Data entry errors are a common source of duplicate records in a database.
Another source is merging data from multiple sources into a single database.
Finding duplicates is the first step in cleaning up the data.
There are different SQL techniques to locate these duplicates.
Find the duplicates in the Order table.
SELECT FirstName, LastName, OrderDate,
COUNT(O.Id) AS Occurences
FROM [Order] O
JOIN Customer C ON C.Id = O.CustomerId
GROUP BY OrderDate, FirstName, LastName
HAVING COUNT(O.Id) > 1
Note: These are not true duplicates, but it gets the point across. These 'duplicates' are customers that placed more than 1 order on the same day.

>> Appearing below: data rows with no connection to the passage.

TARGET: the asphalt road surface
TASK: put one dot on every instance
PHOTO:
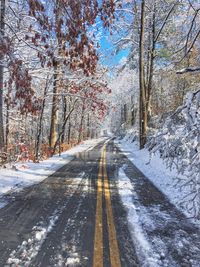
(76, 218)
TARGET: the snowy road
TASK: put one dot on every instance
(98, 210)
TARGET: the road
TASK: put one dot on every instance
(76, 218)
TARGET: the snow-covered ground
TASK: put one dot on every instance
(154, 168)
(25, 174)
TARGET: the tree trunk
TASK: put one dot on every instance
(54, 112)
(39, 132)
(151, 63)
(81, 123)
(142, 109)
(2, 32)
(64, 124)
(64, 116)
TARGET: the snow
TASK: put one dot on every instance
(29, 249)
(26, 174)
(154, 168)
(143, 248)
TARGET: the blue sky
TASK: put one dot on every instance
(109, 58)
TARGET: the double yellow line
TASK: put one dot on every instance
(103, 187)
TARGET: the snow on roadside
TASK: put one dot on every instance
(29, 249)
(153, 167)
(26, 174)
(144, 251)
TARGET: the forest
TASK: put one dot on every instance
(61, 84)
(100, 133)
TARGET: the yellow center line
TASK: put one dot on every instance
(113, 244)
(98, 241)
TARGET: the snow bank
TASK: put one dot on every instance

FirstName | LastName | OrderDate | Occurences |
---|---|---|---|
Elizabeth | Lincoln | 2013-01-10 00:00:00.000 | 2 |
Philip | Cramer | 2013-02-25 00:00:00.000 | 2 |
Howard | Snyder | 2013-07-31 00:00:00.000 | 2 |
Jose | Pavarotti | 2013-10-22 00:00:00.000 | 2 |
Felipe | Izquierdo | 2014-01-19 00:00:00.000 | 2 |
Daniel | Tonini | 2014-03-24 00:00:00.000 | 2 |
Jose | Pavarotti | 2014-04-17 00:00:00.000 | 2 |
As you can see, with COUNT, GROUP BY and HAVING we can confirm that duplicates exist.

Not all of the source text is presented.